EADS fête cette année son dixième anniversaire. Ce projet, conçu par deux chefs d'entreprise, le Français Jean-Luc Lagardère et l'Allemand Jürgen Schrempp, patron de Daimler, soutenus par les gouvernements français, allemands et espagnols, avait pour but de constituer un groupe européen capable de faire face aux industries américaines qui s'étaient regroupées autour de quatre géants, Boeing, Lockheed Martin, Northrop Grumman et Raytheon. Ce pari est réussi. Avec une taille comparable à celle de Boeing, que nous avons devancé en 2008, nous avons réalisé un chiffre d'affaires en augmentation de 75 % en dix ans, investi 22 milliards dans la recherche et développement -soit plus que Boeing. EADS est le premier contributeur à la balance commerciale française. Nous avons créé 15 000 emplois nets dans la haute technologie en Europe, y compris durant la crise. Enfin, nous achetons en France pour quelque 13 milliards. Dans le paysage industriel mondial, nous sommes désormais placés au même rang que Boeing. Pour preuve, le Pentagone, pour la première fois, a souhaité que nous participions à l'appel d'offre concernant les avions ravitailleurs, le plus gros programme à lancer par le Pentagone pendant cette décennie, en qualité de maître d'oeuvre du programme, et non de sous-traitant comme en 2008.

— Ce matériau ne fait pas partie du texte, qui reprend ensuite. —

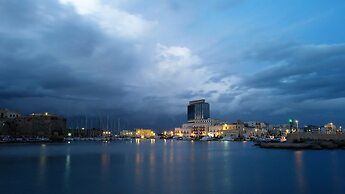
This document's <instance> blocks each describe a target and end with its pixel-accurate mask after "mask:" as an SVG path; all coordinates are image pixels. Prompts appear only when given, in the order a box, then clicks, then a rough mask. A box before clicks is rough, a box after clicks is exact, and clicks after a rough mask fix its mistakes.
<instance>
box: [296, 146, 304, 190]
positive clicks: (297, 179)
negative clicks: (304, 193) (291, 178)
mask: <svg viewBox="0 0 345 194" xmlns="http://www.w3.org/2000/svg"><path fill="white" fill-rule="evenodd" d="M294 157H295V173H296V176H297V177H296V179H297V185H298V189H299V192H300V193H305V182H304V180H305V179H304V168H303V151H300V150H299V151H295V152H294Z"/></svg>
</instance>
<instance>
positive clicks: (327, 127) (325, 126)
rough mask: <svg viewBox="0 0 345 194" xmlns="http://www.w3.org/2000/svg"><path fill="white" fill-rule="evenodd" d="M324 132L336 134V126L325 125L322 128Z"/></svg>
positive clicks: (326, 124) (328, 133)
mask: <svg viewBox="0 0 345 194" xmlns="http://www.w3.org/2000/svg"><path fill="white" fill-rule="evenodd" d="M323 130H324V132H325V133H327V134H332V133H336V132H337V126H336V125H335V124H334V123H327V124H325V125H324V128H323Z"/></svg>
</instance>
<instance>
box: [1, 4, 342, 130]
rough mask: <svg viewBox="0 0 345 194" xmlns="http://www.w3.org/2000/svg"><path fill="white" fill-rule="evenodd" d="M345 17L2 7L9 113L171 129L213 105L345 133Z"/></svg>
mask: <svg viewBox="0 0 345 194" xmlns="http://www.w3.org/2000/svg"><path fill="white" fill-rule="evenodd" d="M343 10H345V1H343V0H327V1H324V0H286V1H276V0H260V1H258V0H212V1H211V0H210V1H207V0H203V1H201V0H199V1H196V0H190V1H185V0H145V1H139V0H0V107H2V108H8V109H12V110H15V111H18V112H21V113H23V114H29V113H31V112H52V113H55V114H58V115H62V116H64V117H66V118H68V119H70V121H78V120H79V118H86V119H87V118H90V119H91V118H93V119H94V121H93V122H94V123H95V122H96V121H95V119H96V120H97V119H98V120H99V121H100V120H103V121H104V119H107V120H109V119H110V120H111V121H112V123H113V127H115V125H116V124H115V121H120V123H124V124H121V125H122V126H123V127H127V128H135V127H143V128H154V129H165V128H174V127H178V126H180V125H181V124H182V123H183V122H185V121H186V105H187V104H188V101H190V100H195V99H201V98H204V99H206V101H208V102H209V103H210V106H211V117H212V118H217V119H221V120H225V121H235V120H238V119H240V120H243V121H249V120H251V121H252V120H258V121H265V122H269V123H286V122H287V120H288V118H295V119H298V120H299V122H300V123H301V124H316V125H323V124H324V123H326V122H334V123H335V124H337V125H341V124H342V123H344V124H345V122H344V117H345V77H344V73H345V35H344V34H345V25H344V21H345V13H344V11H343ZM78 122H79V121H78ZM81 122H82V121H81V120H80V123H79V125H81ZM90 122H91V123H92V121H89V123H90ZM103 123H104V122H103ZM72 124H73V123H72ZM74 125H77V124H75V123H74ZM89 125H92V124H89ZM93 125H95V124H93Z"/></svg>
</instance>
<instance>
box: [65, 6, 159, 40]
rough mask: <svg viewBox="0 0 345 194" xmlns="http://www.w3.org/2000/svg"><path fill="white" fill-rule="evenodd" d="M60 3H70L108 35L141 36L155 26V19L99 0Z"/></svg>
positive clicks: (122, 36) (142, 35)
mask: <svg viewBox="0 0 345 194" xmlns="http://www.w3.org/2000/svg"><path fill="white" fill-rule="evenodd" d="M60 2H61V3H62V4H65V5H72V6H73V7H74V8H75V9H76V10H77V12H78V13H79V14H81V15H83V16H86V17H88V18H90V19H91V20H93V21H95V22H96V23H97V24H99V25H100V27H101V28H102V29H104V30H105V31H106V32H107V33H108V34H109V35H111V36H113V35H115V36H122V37H125V38H138V37H139V36H143V35H145V34H146V33H149V31H150V30H151V29H152V28H153V27H154V26H155V24H156V23H157V22H156V21H149V20H146V19H144V18H143V17H142V16H141V15H136V14H131V13H128V12H126V11H124V10H120V9H117V8H116V7H114V6H111V5H108V4H104V2H103V1H100V0H60Z"/></svg>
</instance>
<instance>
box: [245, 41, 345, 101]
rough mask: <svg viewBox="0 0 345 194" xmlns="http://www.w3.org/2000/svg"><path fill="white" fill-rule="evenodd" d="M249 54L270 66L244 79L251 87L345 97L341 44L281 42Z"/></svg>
mask: <svg viewBox="0 0 345 194" xmlns="http://www.w3.org/2000/svg"><path fill="white" fill-rule="evenodd" d="M252 57H254V58H255V60H256V61H261V62H264V63H265V62H268V63H270V64H271V66H270V67H268V68H266V69H265V70H262V71H259V72H257V73H255V74H254V75H252V76H251V77H249V78H248V79H247V80H246V81H245V85H246V86H248V87H253V88H266V89H267V88H269V89H274V90H275V92H277V93H280V94H284V95H291V96H296V97H298V98H299V99H301V98H302V100H303V98H305V99H309V98H313V99H315V98H326V99H332V98H341V97H345V93H344V89H345V80H344V79H343V77H344V75H343V72H345V66H344V64H345V45H343V44H339V45H306V46H303V45H282V46H281V47H271V48H264V49H262V50H261V51H259V52H258V53H256V54H254V55H253V56H252Z"/></svg>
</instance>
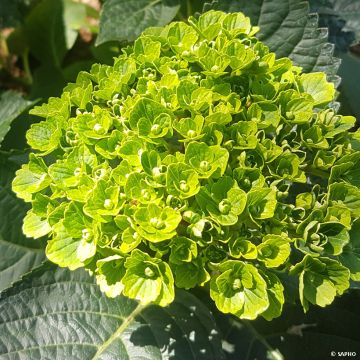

Pour conclure, rappelons le succès de cette entreprise véritablement franco-allemande, qui représente l'Europe pour les citoyens à travers AIRBUS et ARIANE. Avec une trésorerie nette de 9 milliards en cette fin d'année, nous sommes prêteurs sur le marché monétaire dans des proportions que seuls atteignent les pétroliers. Cela confirme la robustesse de notre entreprise !

Debut de section - PermalienPhoto de Jean-Paul Emorine

Donc, le groupe EADS, s'il a traversé des périodes difficiles dont la presse rend volontiers compte, fait maintenant jeu égal avec Boeing, grâce à votre gestion et aux personnels du groupe.

Debut de section - PermalienPhoto de Jean Bizet

Je me réjouis également de cette audition commune. Dans cette période de turbulences, EADS fait figure de modèle alors que nous en revenons au noyau dur de l'Europe, le couple franco-allemand. Comment vivez-vous les différences culturelles et salariales entre la France et l'Allemagne au sein de votre entreprise ? Quels enseignements pouvons-nous en tirer pour d'autres projets franco-allemands ? La notion de gouvernance à 27 -j'aurais préféré une gouvernance des 16 États membres de la zone euro, mais la position allemande a prévalu- qui a émergé au cours de la crise, va-t-elle faciliter votre quotidien ? Avez-vous prévu des clés de sécurité pour prévenir les effets de l'évolution du taux de change entre l'euro et le dollar ? Pensez-vous être suffisamment protégé en matière de propriété intellectuelle ? Enfin, où en êtes-vous du contentieux avec Boeing au sein de l'OMC ?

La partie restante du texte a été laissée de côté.